FIGURE 4 and 5. Edvard Munch, Despair c.1892 (both). Pen and ink. Munch Museum, Oslo.  The Munch Museum/ Reproduced with permission.
Quelle: ABBILDUNG 4 und 5. Edvard Munch, Verzweiflung c.1892 (beide). Stift und Tinte. Munch Museum, Oslo. Das Munch Museum / Reproduziert mit Genehmigung.
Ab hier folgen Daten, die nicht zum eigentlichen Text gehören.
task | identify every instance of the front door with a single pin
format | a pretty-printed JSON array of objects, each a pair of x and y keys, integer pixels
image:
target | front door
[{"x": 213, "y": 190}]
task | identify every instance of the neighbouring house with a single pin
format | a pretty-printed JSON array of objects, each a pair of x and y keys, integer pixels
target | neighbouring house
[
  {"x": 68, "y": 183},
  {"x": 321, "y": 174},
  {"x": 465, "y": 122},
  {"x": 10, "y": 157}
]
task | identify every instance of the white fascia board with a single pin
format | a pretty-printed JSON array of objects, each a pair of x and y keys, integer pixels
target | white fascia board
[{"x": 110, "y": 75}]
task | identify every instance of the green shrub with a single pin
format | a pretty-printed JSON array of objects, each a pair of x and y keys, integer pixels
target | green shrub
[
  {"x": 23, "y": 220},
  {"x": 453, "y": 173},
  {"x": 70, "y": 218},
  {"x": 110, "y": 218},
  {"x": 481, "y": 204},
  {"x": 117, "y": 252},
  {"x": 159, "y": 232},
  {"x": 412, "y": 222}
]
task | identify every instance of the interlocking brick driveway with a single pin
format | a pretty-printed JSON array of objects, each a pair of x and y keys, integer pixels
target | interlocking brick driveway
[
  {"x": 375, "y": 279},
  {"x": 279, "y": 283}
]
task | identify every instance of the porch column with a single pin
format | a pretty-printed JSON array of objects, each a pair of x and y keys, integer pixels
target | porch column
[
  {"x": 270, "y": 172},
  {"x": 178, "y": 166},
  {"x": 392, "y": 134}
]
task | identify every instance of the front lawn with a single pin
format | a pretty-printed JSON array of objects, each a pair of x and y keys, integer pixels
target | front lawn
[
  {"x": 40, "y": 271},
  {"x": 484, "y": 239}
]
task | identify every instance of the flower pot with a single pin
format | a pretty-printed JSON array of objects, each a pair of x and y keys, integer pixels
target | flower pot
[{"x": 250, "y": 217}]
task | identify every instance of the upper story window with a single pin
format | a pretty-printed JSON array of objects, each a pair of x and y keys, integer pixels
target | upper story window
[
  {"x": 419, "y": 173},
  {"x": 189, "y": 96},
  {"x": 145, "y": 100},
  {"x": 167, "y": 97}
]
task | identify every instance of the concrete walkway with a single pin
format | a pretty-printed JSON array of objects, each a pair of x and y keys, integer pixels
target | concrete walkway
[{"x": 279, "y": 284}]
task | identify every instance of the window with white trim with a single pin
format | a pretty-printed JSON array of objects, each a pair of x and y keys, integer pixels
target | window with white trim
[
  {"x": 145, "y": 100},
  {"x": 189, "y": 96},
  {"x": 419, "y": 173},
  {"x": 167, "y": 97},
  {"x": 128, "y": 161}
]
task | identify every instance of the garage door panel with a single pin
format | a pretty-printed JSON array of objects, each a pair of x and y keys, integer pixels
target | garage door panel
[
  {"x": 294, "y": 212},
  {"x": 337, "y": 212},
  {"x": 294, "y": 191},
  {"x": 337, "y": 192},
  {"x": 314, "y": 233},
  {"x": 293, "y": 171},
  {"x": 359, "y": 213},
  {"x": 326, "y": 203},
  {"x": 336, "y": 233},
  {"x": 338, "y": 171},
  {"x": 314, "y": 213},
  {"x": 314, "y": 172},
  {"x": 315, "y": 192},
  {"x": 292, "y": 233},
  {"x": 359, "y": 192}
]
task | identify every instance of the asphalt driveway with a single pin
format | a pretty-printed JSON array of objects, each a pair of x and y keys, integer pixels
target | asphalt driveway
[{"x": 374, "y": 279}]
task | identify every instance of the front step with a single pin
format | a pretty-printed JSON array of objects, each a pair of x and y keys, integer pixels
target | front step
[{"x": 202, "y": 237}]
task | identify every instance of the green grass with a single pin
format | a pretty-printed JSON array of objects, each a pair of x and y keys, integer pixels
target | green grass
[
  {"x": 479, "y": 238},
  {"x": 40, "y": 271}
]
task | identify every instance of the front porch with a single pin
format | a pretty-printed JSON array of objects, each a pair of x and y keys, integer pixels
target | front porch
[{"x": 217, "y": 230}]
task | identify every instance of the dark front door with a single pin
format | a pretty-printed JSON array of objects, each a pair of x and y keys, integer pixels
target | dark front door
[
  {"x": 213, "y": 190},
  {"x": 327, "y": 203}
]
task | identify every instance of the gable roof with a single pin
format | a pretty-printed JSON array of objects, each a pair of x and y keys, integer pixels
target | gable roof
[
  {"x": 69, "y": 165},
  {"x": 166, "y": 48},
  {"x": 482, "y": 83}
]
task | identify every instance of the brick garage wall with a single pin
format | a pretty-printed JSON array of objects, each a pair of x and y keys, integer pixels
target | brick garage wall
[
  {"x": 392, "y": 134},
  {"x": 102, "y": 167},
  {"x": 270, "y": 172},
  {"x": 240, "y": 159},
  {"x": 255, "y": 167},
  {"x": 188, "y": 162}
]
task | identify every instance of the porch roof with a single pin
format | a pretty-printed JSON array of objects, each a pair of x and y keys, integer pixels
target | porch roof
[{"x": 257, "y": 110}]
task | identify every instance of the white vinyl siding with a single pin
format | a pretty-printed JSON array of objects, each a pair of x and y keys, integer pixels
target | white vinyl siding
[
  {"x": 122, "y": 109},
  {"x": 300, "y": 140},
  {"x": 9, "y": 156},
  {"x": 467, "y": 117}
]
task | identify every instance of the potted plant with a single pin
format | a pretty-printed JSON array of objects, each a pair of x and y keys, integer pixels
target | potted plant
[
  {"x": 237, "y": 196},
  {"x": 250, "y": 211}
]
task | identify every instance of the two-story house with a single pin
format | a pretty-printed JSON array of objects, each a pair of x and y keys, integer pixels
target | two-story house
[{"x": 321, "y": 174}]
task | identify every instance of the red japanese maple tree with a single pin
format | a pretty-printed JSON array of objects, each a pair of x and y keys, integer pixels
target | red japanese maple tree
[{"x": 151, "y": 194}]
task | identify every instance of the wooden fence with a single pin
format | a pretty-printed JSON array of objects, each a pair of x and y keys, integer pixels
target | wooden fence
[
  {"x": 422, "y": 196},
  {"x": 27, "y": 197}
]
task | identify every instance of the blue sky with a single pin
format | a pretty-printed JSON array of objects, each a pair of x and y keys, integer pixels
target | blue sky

In der endgültigen Fassung (Abbildung 1), zuerst als Lithographie und später als Gemälde ausgeführt, wird der ohne Kopf, aber mit rundem Kopf nach vorn gerichtete Mann mit einem ovalen, offenen Schreimund und mit unterschiedlich orientierten, aber gleichermaßen runden Formen am roten Himmel und der Körper des Mannes. Munch hatte damit den schreienden Menschen optisch in die Szene integriert und das geschaffen, was als universell bezeichnet wurde. Die letzten beiden Schritte weisen auf die Verwendung eines kreativen homo-räumlichen Prozesses hin, bei dem zwei oder mehr diskrete Entitäten oder Bilder, die den gleichen Raum einnehmen, aktiv konzipiert und verwendet werden, ein Konzept, das zur Artikulation neuer Identitäten führt. Der Künstler stellte den frontal stehenden, runden Mann mit dem Blick auf die Natur gegenüber und, wie die Komposition zeigt, überlagerte er das Bild dieses Mannes mental. Auf diese Weise entwickelte er die abgerundeten Formen von Kopf, Mund, Himmel und Körper und die ausdrucksstarken Bilder, die den Menschen mit der Natur verbinden. Obwohl das Kunstwerk mit der psychotischen Erfahrung einer visuellen Halluzination begann, war es notwendig, dass der Künstler sein anfängliches Bild in Arbeit umwandelte und über einen Zeitraum von mehr als einem Jahr nachdachte, um ein kreatives Kunstwerk zu schaffen. Visuelle Halluzinationen wie Munchs treten häufig bei psychotischen Erkrankungen auf, aber gesunde kreative Prozesse sind notwendig, um sie in Kunst zu verwandeln. Der kreative homospatiale Prozess, der die Überlagerung von Bildern beinhaltet, ist eine bewusste, absichtlich gesunde Form der Erkenntnis und kein Produkt des pathologischen Zustands. Es wird genutzt, um Innovationen und Vereinheitlichungen herbeizuführen und, wie im Falle von "The Scream", die emotionalen Grundlagen von Ideen und Erfahrungen zu artikulieren. Insgesamt war Munchs intensiv fokussiertes und flexibles Denken über das Jahr hinweg ein Beispiel für einen gesunden und transformativen kreativen Prozess.